People with risk factors for tenofovir toxicity who switched from tenofovir disoproxil fumarate (TDF; Viread) to the new tenofovir alafenamide (TAF; Vemlidy) maintained hepatitis B virus (HBV) suppression and showed evidence of improved kidney and bone safety, according to a report at the 2018 International Liver Congress last month in Paris.
Nucleoside/nucleotide analogues like tenofovir suppress HBV replication during treatment, but they usually do not lead to a cure, indicated by hepatitis B surface antigen (HBsAg) clearance. Ongoing therapy is usually required and long-term safety is therefore important.
TDF is one of the most effective antiviral drugs for hepatitis B and is among the most widely used antiretrovirals for HIV. It is generally considered safe and well tolerated, but it can cause bone loss and kidney problems in susceptible individuals.
Tenofovir alafenamide is a new pro-drug formulation that produces high levels of the active drug in hepatocytes and CD4 T-cells with smaller doses than TDF, which means lower levels in the blood and less drug exposure for the kidneys and bones. Due to its good efficacy and improved safety profile, the latest EASL and AASLD hepatitis B clinical practice guidelines recommend TAF as a treatment option, especially for people at higher risk for bone or kidney problems.
Edward Gane of Auckland Clinical Studies in New Zealand presented findings from a pooled analysis of bone and kidney safety in two head-to-head phase 3 studies comparing TAF and TDF, focusing on the subgroup of participants with risk factors for kidney or bone toxicity.
Gilead Sciences’ Study 108 enrolled 425 hepatitis B ‘e’ antigen (HBeAg)-negative participants and Study 110 enrolled 873 harder-to-treat HBeAg-positive people. A majority of participants in both studies were men and 70-80% were Asian. The average ages were approximately 46 and 38 years, respectively. HBV genotype C was most common.
Participants in both studies were initially randomly assigned to receive 25mg TAF or 300mg TDF once daily for 96 weeks, followed by open-label TAF through 144 weeks. Part way through, the US Food and Drug Administration required the study to extend its blinded period to 144 weeks and the open-label extension to 384 weeks, or about 8 years.
Gane presented findings from an interim analysis of 540 participants who received 96 weeks of randomised treatment and 144 weeks of open-label TAF. Of these, 183 people originally assigned to TAF and 101 people who were originally assigned to TDF and switched to TAF – over half in both groups – had at least one risk factor. About 60% had one risk factor, around 30% had two and about 10% had three.
Risk factors included age over 60 years, osteoporosis (serious bone loss) at the hip or spine, obesity (body mass index > 30) and co-morbidities including high blood pressure, diabetes, cardiovascular disease or hyperlipidaemia (elevated blood fat levels). Also included were various measures of kidney function impairment, including having stage 2 chronic kidney disease with an estimated glomerular filtration rate (eGFR) below 90 ml/min, albumin in the urine and low blood phosphate levels.

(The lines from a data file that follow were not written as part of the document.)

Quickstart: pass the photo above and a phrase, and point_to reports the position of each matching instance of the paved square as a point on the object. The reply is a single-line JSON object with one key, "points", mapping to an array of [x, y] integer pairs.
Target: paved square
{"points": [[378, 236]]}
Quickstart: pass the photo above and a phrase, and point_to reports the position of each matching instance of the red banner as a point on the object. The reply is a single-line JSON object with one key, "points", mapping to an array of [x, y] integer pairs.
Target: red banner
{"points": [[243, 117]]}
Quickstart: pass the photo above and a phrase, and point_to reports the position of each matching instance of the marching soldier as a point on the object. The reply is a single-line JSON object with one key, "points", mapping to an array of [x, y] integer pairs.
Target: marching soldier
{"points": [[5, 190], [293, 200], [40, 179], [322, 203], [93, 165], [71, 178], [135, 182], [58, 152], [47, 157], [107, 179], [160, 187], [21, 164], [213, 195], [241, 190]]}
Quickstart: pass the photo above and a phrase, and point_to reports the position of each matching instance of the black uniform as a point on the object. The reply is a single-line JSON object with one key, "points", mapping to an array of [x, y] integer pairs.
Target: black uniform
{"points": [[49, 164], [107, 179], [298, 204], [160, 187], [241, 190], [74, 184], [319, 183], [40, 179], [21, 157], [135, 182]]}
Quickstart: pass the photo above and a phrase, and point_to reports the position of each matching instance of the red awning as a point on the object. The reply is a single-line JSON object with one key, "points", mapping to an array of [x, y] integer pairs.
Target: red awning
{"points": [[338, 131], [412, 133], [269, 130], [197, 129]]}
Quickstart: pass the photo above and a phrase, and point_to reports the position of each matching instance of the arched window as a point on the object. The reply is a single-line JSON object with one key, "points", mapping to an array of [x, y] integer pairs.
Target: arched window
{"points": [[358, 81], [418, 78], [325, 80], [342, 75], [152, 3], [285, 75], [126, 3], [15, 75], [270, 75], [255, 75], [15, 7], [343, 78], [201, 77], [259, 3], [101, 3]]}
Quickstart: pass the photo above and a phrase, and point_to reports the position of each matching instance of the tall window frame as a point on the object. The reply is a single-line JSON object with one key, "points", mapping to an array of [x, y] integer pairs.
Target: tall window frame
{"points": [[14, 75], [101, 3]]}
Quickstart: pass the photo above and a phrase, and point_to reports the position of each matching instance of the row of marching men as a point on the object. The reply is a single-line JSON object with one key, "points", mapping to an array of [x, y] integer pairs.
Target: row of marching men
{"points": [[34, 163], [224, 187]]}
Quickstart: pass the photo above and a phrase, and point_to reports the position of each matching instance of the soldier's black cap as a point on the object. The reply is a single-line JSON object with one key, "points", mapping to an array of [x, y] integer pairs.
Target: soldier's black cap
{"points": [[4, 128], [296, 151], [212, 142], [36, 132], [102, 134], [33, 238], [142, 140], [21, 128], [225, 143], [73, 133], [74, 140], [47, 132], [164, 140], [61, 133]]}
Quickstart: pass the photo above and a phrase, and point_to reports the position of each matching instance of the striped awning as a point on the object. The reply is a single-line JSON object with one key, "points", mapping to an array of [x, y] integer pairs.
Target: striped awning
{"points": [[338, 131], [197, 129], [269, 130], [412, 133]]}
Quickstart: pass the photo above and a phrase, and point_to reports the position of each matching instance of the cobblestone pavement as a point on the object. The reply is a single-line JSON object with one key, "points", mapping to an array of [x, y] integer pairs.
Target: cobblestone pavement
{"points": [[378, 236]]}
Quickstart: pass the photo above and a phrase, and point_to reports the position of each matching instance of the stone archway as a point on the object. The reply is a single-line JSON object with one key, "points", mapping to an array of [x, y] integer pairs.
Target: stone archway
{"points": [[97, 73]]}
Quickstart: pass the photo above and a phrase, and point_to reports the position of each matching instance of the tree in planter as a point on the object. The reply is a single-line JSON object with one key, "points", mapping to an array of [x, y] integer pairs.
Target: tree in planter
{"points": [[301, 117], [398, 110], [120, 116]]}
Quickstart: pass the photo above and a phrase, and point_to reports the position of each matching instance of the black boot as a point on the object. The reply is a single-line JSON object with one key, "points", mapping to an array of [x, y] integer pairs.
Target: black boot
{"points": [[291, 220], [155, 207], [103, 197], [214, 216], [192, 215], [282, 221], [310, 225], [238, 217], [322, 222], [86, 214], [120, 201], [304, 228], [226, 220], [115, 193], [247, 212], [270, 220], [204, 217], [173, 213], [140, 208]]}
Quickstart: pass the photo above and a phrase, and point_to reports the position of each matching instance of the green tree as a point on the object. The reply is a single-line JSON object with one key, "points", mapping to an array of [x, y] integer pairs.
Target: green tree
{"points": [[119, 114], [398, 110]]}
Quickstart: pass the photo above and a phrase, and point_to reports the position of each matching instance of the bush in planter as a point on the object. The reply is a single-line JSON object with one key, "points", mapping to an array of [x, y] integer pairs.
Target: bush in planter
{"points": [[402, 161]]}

As reported at the 2016 International Liver Congress, TAF suppressed HBV viral load as well as TDF at 48 weeks – with more than 90% of HBeAg-negative and more than 60% of HBeAg-positive people having undetectable HBV DNA – but with fewer detrimental effects on bone and kidney biomarkers. Results at 96 weeks were similar.
Combining the HBeAg-negative and positive participants, people with > 1 TDF risk factors were more than 10 years older on average than those with no risk factors (47 vs 34 years), were more likely to be women (45% vs 28%) and were more likely to be HBeAg-negative (48% vs 26%). Median baseline HBV DNA levels and ALT liver enzyme levels were similar. In the > 1 risk factors group, about half had a baseline eGFR below 90, about 15% had spine osteoporosis and 2% had hip osteoporosis.
Looking only at the group with > 1 risk factors, HBV suppression at 144 weeks was similar in people who switched from TDF to TAF (84%) and those who stayed on TAF (89%). No resistance mutations were seen in people with detectable viral load.
Treatment was generally safe and well tolerated. Among those with > 1 risk factors, 10% of people who switched from TDF to TAF and 4% of those who stayed on TAF had serious adverse events, but none were considered treatment related. No one in any group stopped treatment due to adverse events.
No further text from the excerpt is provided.